Dow Holds Double Top Neckline
U.S. indices are facing significant headwinds as recession fears intensify and uncertainty surrounding Trump-era policies grows. These concerns have reinforced double top formations across the Nasdaq, Dow, and S&P 500 charts. While Nasdaq has reached its double top target, the Dow remains cautious at its neckline. Given the oversold state of the market, with momentum levels mirroring those last seen in 2022, the risk of price wicks and potential reversals is rising.
Technical Analysis: Quantifying Uncertainties
EURUSD Forecast: 3-Day Time Frame – Log Scale
Source: Tradingview
EUR/USD is currently hovering around 1.0920, just 20 pips below the November 2024 high of 1.0940. Holding above 1.0940 could extend the pair’s uptrend toward the long-term trendline connecting consecutive declining highs from 2008, aligning with the key 1.10 level. The final challenge before confirming a sustained bullish trend would be breaking above 1.1220, the 2024 high.

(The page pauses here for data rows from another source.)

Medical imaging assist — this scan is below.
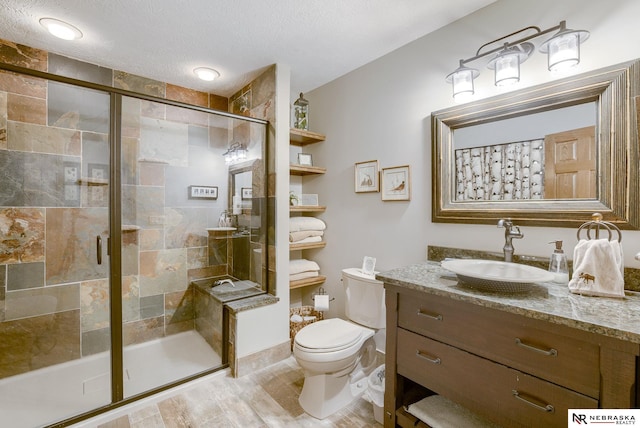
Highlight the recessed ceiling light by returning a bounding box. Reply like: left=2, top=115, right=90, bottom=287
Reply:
left=40, top=18, right=82, bottom=40
left=193, top=67, right=220, bottom=82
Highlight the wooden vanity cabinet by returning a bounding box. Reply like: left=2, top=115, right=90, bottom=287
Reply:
left=384, top=284, right=639, bottom=427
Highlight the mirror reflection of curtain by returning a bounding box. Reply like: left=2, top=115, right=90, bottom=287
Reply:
left=455, top=139, right=544, bottom=201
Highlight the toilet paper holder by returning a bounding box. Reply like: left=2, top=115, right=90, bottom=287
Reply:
left=311, top=287, right=336, bottom=302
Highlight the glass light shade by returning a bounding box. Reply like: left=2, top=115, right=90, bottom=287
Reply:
left=487, top=42, right=534, bottom=86
left=446, top=61, right=480, bottom=102
left=540, top=21, right=589, bottom=72
left=495, top=55, right=520, bottom=86
left=548, top=34, right=580, bottom=71
left=40, top=18, right=82, bottom=40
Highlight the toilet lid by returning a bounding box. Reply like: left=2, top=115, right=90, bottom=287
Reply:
left=295, top=318, right=362, bottom=351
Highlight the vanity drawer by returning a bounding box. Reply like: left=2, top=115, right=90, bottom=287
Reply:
left=397, top=329, right=598, bottom=427
left=398, top=294, right=600, bottom=398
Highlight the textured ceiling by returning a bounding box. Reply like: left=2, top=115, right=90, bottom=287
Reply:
left=0, top=0, right=495, bottom=96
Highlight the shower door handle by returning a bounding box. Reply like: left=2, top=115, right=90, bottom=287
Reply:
left=96, top=235, right=102, bottom=265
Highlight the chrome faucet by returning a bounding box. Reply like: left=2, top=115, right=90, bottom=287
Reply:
left=211, top=279, right=236, bottom=288
left=498, top=218, right=524, bottom=262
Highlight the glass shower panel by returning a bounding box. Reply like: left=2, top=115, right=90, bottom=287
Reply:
left=122, top=97, right=235, bottom=398
left=0, top=72, right=111, bottom=427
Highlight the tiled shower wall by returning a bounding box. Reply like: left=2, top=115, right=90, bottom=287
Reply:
left=0, top=40, right=274, bottom=378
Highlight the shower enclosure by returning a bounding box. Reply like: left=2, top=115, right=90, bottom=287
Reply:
left=0, top=64, right=266, bottom=427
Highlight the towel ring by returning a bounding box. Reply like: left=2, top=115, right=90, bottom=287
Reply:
left=577, top=213, right=622, bottom=242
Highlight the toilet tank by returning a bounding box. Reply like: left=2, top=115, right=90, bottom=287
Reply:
left=342, top=268, right=386, bottom=329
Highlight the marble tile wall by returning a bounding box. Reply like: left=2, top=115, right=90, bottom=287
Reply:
left=0, top=40, right=273, bottom=378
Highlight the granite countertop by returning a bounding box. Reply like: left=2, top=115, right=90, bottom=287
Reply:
left=225, top=294, right=280, bottom=314
left=376, top=261, right=640, bottom=343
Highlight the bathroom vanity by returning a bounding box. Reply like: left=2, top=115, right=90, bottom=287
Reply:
left=377, top=262, right=640, bottom=427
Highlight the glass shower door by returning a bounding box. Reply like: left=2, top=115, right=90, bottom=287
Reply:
left=121, top=97, right=228, bottom=398
left=0, top=72, right=111, bottom=427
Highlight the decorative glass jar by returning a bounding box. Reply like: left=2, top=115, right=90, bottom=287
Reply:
left=293, top=92, right=309, bottom=131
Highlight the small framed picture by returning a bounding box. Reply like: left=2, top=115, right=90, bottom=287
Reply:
left=189, top=186, right=218, bottom=199
left=298, top=153, right=313, bottom=166
left=362, top=256, right=376, bottom=276
left=300, top=193, right=318, bottom=207
left=240, top=187, right=253, bottom=199
left=355, top=160, right=380, bottom=193
left=380, top=165, right=411, bottom=201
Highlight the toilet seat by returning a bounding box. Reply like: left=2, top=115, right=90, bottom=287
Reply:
left=295, top=318, right=371, bottom=353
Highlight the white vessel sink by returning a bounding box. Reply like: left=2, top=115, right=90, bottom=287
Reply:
left=441, top=259, right=553, bottom=293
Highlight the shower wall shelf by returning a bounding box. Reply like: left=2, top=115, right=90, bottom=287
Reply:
left=289, top=241, right=327, bottom=251
left=78, top=177, right=109, bottom=186
left=289, top=164, right=327, bottom=175
left=289, top=275, right=327, bottom=290
left=289, top=205, right=327, bottom=213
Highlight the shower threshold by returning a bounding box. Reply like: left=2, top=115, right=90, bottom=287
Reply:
left=0, top=330, right=222, bottom=428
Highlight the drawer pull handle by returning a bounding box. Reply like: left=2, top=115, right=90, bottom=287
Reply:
left=516, top=337, right=558, bottom=357
left=511, top=389, right=555, bottom=413
left=416, top=309, right=442, bottom=321
left=416, top=350, right=441, bottom=364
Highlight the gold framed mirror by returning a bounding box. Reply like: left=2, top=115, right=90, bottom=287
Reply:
left=431, top=60, right=640, bottom=229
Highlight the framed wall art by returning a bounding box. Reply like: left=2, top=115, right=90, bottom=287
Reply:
left=189, top=186, right=218, bottom=199
left=240, top=187, right=253, bottom=200
left=298, top=153, right=313, bottom=166
left=355, top=160, right=380, bottom=193
left=380, top=165, right=411, bottom=201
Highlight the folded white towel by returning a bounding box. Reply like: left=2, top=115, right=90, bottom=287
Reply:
left=289, top=217, right=327, bottom=232
left=289, top=259, right=320, bottom=275
left=569, top=239, right=624, bottom=297
left=407, top=395, right=498, bottom=428
left=289, top=271, right=320, bottom=281
left=291, top=236, right=322, bottom=244
left=289, top=230, right=324, bottom=242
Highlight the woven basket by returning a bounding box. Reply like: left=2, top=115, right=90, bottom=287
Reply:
left=289, top=306, right=323, bottom=349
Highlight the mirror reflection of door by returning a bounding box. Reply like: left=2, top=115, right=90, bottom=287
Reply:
left=544, top=126, right=596, bottom=199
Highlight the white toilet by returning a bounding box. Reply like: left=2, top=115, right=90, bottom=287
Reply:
left=293, top=268, right=386, bottom=419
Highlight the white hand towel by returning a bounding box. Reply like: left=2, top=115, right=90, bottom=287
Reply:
left=289, top=217, right=327, bottom=232
left=290, top=236, right=322, bottom=244
left=289, top=230, right=324, bottom=242
left=289, top=271, right=320, bottom=281
left=289, top=259, right=320, bottom=275
left=569, top=239, right=624, bottom=297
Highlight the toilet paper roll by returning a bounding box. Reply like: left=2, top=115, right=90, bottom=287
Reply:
left=313, top=294, right=329, bottom=311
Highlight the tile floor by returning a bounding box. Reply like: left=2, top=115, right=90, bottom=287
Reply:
left=90, top=357, right=381, bottom=428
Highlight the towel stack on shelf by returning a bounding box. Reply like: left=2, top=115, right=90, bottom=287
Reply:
left=289, top=259, right=320, bottom=281
left=289, top=217, right=327, bottom=244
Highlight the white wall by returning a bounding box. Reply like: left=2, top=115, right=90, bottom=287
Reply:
left=300, top=0, right=640, bottom=316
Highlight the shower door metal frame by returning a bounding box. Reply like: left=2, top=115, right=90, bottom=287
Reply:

On the downside, if EUR/USD reverses below 1.0850, a retracement may unfold, with potential pullbacks toward 1.0730, 1.0630, and 1.0530.
Dow Jones Forecast: 3-Day Time Frame – Log Scale
Source: Tradingview
Unlike the Nasdaq, which reached its double top target yesterday, the Dow has only tested the neckline of its respective double top formation from December 2024 to January 2025 at the 41,600 low. The Relative Strength Index (RSI) on the 3-day time frame is now hovering near oversold levels last seen in October 2023, signaling potential volatility and reversals.
A decisive close below the neckline at 41,600 could accelerate the Dow’s decline toward 40,800 and 40,200. The ultimate double top target aligns with the 50% Fibonacci retracement of the uptrend from October 2023 (32,320) to the January 2025 high (45,078), at 38,700.
On the upside, if the Dow holds above the 41,600-neckline, a bullish rebound could materialize, targeting 43,500, 43,800, and 44,600, with the potential to push toward new record highs.